A. A minimal set of genes where mutations would represent >85% distinct samples in the dataset were identified from three different WES studies on OCSCC patients, namely the TCGA-HNSC dataset restricted to OCSCC data (n=329), the ICGC (n=50) and the MD Anderson dataset (n=40). The intersection on the Venn diagram represents the core set of genes (TP53, FAT1 and CASP8) that captures the highest number of OCSCC samples across the three datasets. PIK3CA, HRAS, NOTCH1, and CDKN2A were manually curated for their clinical and biological significance in OCSCC, after evaluating the top 20 genes in each dataset. B. Bar chart shows the proportion of distinct samples (in each dataset and all three datasets combined) carrying at least one mutation in the 7 genes panel.

Figure 2:. Targeted sequencing of primary OCSCC malignancies.

A. Heatmap shows a sample-wise mutation distribution across the sequenced primary tumor specimens (106 subjects where at least one mutation was detected by the targeted 7 gene panel). Top panel: number of mutations per patient; Right panel: mutational frequency for each gene included in the targeted sequencing panel. The gender and histopathological stage classification are indicated in the strip chart below the heat map. B. Histogram comparing frequency distribution of mutations per gene in our study cohort and combined (TCGA, MD Anderson and ICGC) public datasets (n=419).

Figure 3:. Analytical validation of the assay performance for low frequency variant detection.

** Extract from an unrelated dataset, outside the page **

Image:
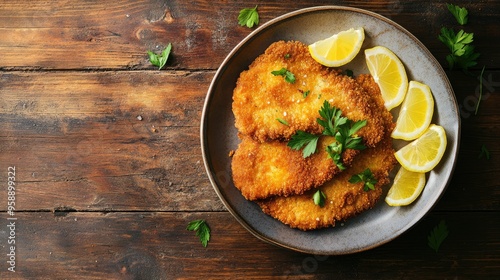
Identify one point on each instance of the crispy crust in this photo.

A. A positive control containing synthetic loci with 7 known mutations in TP53 and PIK3CA genes (at 0.25% VAF) was sequenced across 8 independent sequencing runs (solid colored lines). The same input material was also assessed by ddPCR assay (dashed black line). All mutations were detected in each one of the sequencing runs with expected VAF and remarkable concordance between ddPCR and NGS generated VAF values. B. Mutation free genomic loci containing a region of 665 bases in HRAS gene from a well-characterized contemporary normal NA12878 cell line was sequenced across 9 independent sequencing runs. Table summarizes the number of false positive calls detected in each sequencing run at >0.1% VAF.

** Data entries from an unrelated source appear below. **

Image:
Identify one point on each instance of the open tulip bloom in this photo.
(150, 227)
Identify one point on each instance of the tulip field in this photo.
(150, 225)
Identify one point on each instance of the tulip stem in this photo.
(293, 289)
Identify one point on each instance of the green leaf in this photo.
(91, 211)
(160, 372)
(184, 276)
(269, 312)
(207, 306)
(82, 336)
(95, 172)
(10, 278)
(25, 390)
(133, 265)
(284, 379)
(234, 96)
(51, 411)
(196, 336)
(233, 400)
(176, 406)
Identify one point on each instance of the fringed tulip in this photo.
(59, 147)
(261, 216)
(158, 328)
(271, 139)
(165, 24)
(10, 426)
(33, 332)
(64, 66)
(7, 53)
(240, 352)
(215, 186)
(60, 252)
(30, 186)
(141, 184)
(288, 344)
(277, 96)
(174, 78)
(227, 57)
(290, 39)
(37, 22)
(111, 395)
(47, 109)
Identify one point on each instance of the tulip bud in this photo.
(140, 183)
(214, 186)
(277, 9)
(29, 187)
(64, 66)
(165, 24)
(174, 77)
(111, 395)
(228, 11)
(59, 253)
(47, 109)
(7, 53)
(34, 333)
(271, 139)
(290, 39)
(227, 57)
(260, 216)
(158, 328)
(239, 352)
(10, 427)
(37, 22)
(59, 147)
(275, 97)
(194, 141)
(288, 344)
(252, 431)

Figure 4:. Concordance between primary tumor and oral rinse specimens.

Percentage of OCSCC samples with functional mutations identified in primary tumor biopsies that were also detected in paired pre-treatment oral rinse specimens. Bar chart indicates concordance seen in patients with early stage (I and II) disease, late stage (III and IV) disease, and combined concordance across the entire cohort. Samples with more than one functional mutation in the primary tumor were considered to be concordant if any one of the mutations was detected in the paired oral rinse specimen.

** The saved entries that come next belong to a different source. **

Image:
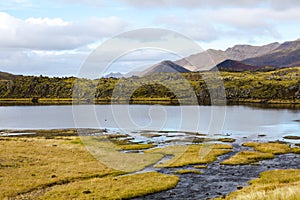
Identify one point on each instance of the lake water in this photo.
(236, 121)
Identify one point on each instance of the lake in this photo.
(234, 121)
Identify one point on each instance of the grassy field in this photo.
(191, 154)
(61, 166)
(271, 185)
(30, 165)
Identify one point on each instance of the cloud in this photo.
(50, 63)
(55, 34)
(194, 4)
(197, 30)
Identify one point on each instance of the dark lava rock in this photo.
(219, 180)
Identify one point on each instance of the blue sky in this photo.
(54, 38)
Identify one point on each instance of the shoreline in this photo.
(150, 101)
(213, 180)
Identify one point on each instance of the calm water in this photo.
(238, 121)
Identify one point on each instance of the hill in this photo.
(235, 66)
(210, 58)
(166, 66)
(286, 55)
(7, 76)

Figure 5.. Mutations distribution in primary tumor biopsies and matched oral rinse specimens.

A-G. Lollipop plots show the landscape of genetic aberrations detected in primary tumors (top) and matched oral rinses (bottom) in each gene included in the sequencing panel. The variants are color coded by the mutation type (red – nonsense, green – missense, blue – deletion, violet – insertion). Gene domains are indicated in the bottom of each panel. H. Table depicts a dynamic increase in cumulative detection in the oral rinse with addition of each gene to the sequencing panel.